Chances are you have wondered what a good credit score is and why it is so important. Your credit score will determine your eligibility for getting a home loan, credit card, personal loan and much more. It plays an important role in your financial future, so it stands to reason that you’ll want to learn everything you can about it. In this article you will get some very valuable information and advice regarding credit scores that can make a hugely positive impact on your life.
The Basics of Credit Scores
Your credit score serves as a way for lenders such as Emu.co.uk with who you apply with to determine how much of a liability you are going to be. It is the sum total of your credit history, which includes things like payments, bankruptcies, loan defaults and much else. The higher your credit score is, the easier it will be for you to obtain financing when you need it. Your credit score is impacted every time you are late on paying a bill or don’t pay back a loan you have taken out. It can be positively influenced when you take care of your debt or bills in a timely manner.
How Credit Scores are Calculated
There are a number of factors that go into calculating a person’s credit score, and you will need to know about each of them.
Some of these things include:
- Credit history: Your credit history consists of things like outstanding debt/loans, credit limits, repayment history, and how many credit accounts you currently have.
- Inquiries: An inquiry is put in your credit report whenever you apply for a loan. This is why it is generally not a good idea to fill out a lot of loan applications within a short span of time.
- Public records: Something like a bankruptcy or legal judgement would be considered a public record, and it can have a huge impact on your credit.
Where Credit Agencies get Their Information
A credit rating agency won’t ever contact you directly to get information that will later go in your report.

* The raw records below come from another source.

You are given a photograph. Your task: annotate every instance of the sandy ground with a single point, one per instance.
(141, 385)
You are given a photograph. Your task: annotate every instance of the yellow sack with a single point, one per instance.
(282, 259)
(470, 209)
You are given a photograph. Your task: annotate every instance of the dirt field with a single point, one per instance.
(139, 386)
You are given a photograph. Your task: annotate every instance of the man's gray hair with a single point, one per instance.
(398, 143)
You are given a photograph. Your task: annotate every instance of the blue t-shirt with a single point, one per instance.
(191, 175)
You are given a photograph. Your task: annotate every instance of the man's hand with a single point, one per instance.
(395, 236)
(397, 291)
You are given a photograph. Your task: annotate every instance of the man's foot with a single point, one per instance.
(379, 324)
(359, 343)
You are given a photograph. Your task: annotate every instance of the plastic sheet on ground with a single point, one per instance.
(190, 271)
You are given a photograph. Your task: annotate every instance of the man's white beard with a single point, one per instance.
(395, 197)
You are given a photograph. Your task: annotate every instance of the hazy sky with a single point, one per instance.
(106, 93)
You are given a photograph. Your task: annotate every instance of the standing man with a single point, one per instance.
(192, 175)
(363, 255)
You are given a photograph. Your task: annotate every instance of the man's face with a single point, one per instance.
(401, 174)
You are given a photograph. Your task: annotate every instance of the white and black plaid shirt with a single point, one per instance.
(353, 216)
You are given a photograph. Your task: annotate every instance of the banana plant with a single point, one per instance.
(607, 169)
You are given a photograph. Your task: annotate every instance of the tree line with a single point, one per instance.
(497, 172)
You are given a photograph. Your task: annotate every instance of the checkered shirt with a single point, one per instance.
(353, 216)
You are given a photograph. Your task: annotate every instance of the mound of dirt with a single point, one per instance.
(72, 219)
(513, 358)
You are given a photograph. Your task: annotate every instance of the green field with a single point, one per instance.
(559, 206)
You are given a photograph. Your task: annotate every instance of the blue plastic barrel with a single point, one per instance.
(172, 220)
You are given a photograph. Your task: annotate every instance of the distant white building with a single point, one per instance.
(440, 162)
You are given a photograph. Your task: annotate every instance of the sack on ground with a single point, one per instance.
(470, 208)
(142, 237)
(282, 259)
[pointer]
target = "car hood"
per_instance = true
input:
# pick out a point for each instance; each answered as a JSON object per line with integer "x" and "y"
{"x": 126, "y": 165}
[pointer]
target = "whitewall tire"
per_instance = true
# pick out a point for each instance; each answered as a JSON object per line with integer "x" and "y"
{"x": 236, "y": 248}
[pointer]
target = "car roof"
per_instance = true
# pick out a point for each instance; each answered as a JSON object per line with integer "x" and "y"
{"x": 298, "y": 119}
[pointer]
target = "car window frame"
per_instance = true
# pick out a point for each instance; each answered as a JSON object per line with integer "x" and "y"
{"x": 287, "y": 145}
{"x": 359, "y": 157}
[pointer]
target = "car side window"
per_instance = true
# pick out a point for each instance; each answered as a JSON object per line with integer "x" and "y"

Instead, they rely on banks, credit card companies and businesses that you have been involved with financially. This can be positive or negative information, depending on the situation. One example would be late payments, which can and do affect your credit rating once they go in your report. You have no control over what is put into your report, except if there is a mistake of some kind.
There is no Single Number for Your Credit
You will need to keep in mind that there isn’t a universal credit rating for any person. This means that not all lenders have the same number for you or anyone else. When you apply for a loan, the lender will use their own methods to determine what your credit is like. This is something that a lot of people don’t understand, despite the fact that it affects them greatly. A huge loan like a mortgage will have stricter standards for examining a person’s credit than a small year-long loan. It all depends on the lender and the amount you want to borrow.
What is a Good Credit Score?
There are three main credit rating agencies in the UK, and each of them have different standards when it comes to what is considered a good score.
- Experian: A very poor credit score is between 0 and 560, while a great score is between 961 and 999.
- Equifax: A very poor score is between o and 278, while a great score is between 467 and 700.
- Callcredit: A very poor score is between 0 and 550, while a great score falls between 628 and 710.
Credit Scores Are Always Changing
You also need to keep in mind that your credit score is constantly changing. This number changes based on a lot of different things, including how good you are about paying back your loans on time. It is a reflection of how responsible you are when it comes to taking out lines of credit.
How to Improve Your Credit Score
There are tons of ways that you can improve your credit score, including just paying your bills and accounts on time. The better you are about consistently doing this, the faster your credit rating will rise. You can’t be late on making your loan payments all the time while expecting to maintain a healthy rating.
It is also important that you make a point of looking at your credit report a couple of times a year to check for mistakes. Sometimes errors are made by credit rating agencies, so you have to take a close look at your report once in a while. By doing this you could potentially raise your rating by quite a bit.